Der Orientalist Jewgenij Satanowskij, Präsident des Instituts für Nahost-Studien, erklärt das Vorgehen der Terroristen: „Die radikalen Islamisten werden wieder aktiver. Dabei wechseln sie ihre Taktik: Jetzt handeln keine großen Ableger mehr, sondern Einzeltäter oder Gruppen von zwei, drei Mann“, sagt der Wissenschaftler. Diese Taktik sei effektiver, denn je kleiner die Gruppe, desto schwerer sei es für die Fahnder, sie zu fassen.
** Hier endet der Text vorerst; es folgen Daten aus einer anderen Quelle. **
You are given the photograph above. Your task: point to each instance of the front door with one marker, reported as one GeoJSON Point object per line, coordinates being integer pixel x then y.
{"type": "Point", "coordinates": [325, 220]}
Die Polizei sucht mit Spürhunden die Gegend um ein Haus in Sankt Peterburg ab, wo am Donnerstag eine weitere Bombe gefunden wurde./ AP
Der ehemalige Alpha-Offizier Gontscharow stimmt ihm zu: „Die Anschläge werden entweder von Schläferzellen verübt, die bislang untergetaucht waren, oder von Kämpfern, die aus Syrien und dem Irak zurückkehren, wo der IS inzwischen Niederlagen erleidet. Früher haben sie sich nur an Europa gerächt, jetzt sind sie leider auch bei uns angelangt“, sagt er.
„Der Terror passt sich an“, betont Nahost-Kenner Satanowskij. „Die Terrorfahnder tun alles, um ihn zu stoppen. Inwiefern das gelingen wird, ist schwer zu sagen. Vor uns liegen jedenfalls keine einfachen Jahre“, befürchtet der Experte.